Personal information
- Full name: Michael Philip Kendall
- Born: 10 November 1949 (age 76) Canterbury, Kent, England
- Batting: Right-handed
- Bowling: Left-arm medium

Domestic team information
- 1971–1972: Cambridge University

Career statistics
| Competition | First-class | List A |
| Matches | 12 | 4 |
| Runs scored | 60 | 6 |
| Batting average | 5.00 | 6.00 |
| 100s/50s | –/– | –/– |
| Top score | 13 | 2* |
| Balls bowled | 1,656 | 187 |
| Wickets | 23 | 2 |
| Bowling average | 37.04 | 56.50 |
| 5 wickets in innings | 1 | – |
| 10 wickets in match | – | – |
| Best bowling | 6/43 | 1/31 |
| Catches/stumpings | 2/– | –/– |
- Source: Cricinfo, 12 January 2022

= Michael Kendall =

English cricketer

Michael Philip Kendall (born 10 November 1949) is an English former first-class cricketer.

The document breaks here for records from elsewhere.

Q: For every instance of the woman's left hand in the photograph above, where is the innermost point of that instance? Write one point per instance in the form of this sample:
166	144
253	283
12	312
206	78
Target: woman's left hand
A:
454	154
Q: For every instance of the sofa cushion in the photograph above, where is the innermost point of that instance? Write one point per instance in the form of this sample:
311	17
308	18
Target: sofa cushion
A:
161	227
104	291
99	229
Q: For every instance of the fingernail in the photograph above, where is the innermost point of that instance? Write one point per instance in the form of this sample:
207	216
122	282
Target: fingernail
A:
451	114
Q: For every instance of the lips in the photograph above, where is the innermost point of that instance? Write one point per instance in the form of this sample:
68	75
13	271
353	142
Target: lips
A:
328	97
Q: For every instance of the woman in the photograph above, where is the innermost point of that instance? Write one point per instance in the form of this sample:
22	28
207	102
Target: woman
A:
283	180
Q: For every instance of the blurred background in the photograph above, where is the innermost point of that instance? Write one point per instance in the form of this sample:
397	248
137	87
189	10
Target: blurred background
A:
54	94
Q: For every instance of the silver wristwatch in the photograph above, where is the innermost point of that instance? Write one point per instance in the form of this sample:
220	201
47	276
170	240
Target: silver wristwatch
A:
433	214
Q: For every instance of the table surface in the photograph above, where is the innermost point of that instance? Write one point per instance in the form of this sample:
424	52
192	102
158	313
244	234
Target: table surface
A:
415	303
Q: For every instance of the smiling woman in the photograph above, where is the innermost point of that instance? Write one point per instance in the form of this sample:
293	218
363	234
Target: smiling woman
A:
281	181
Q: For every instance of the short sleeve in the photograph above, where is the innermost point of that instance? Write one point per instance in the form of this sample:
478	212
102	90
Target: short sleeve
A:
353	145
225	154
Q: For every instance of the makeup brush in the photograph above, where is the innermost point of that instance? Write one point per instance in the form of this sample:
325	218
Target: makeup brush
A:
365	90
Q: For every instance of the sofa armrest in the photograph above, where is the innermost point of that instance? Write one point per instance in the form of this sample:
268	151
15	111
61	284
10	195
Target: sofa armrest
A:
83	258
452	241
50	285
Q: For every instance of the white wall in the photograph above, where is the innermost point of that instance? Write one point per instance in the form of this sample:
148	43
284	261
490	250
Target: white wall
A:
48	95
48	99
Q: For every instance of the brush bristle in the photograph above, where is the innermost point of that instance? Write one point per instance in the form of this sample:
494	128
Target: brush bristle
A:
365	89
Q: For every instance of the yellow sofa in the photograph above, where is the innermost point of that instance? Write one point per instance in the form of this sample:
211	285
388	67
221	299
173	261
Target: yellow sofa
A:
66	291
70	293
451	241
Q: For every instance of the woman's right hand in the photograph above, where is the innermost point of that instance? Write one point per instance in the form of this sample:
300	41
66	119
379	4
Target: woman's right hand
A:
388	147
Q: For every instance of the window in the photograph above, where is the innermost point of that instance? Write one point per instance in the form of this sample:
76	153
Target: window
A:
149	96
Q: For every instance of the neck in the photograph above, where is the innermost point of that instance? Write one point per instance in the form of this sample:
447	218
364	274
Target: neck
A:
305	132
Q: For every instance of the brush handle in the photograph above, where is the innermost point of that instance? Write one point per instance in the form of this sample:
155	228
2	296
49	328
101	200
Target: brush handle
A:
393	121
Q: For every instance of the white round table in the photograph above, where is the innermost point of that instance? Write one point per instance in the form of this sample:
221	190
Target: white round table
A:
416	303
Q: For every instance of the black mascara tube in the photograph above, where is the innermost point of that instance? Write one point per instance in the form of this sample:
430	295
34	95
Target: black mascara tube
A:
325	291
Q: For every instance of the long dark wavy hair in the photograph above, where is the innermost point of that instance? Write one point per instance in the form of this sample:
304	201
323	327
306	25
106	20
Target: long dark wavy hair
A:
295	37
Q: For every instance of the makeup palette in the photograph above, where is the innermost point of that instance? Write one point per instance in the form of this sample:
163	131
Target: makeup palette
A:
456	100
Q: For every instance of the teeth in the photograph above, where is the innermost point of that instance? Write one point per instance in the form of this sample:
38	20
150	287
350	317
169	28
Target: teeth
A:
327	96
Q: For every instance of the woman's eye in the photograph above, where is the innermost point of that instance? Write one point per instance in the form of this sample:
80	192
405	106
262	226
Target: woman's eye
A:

Kendall was born at Canterbury in November 1949. He later studied at Jesus College at the University of Cambridge. While studying at Cambridge, he played first-class cricket for Cambridge University Cricket Club in 1971 and 1972, making twelve appearances. Playing as a left-arm medium pace bowler in the Cambridge side, he took 23 wickets at an average of 37.04. He took one five wicket haul, with figures of 6 for 43 against Oxford University at Lord's in The University Match of 1972. As a tailend batsman, he scored 60 runs with a highest score of 13. He also played four List A one-day matches for Cambridge in the 1972 Benson & Hedges Cup, taking 2 wickets across these matches.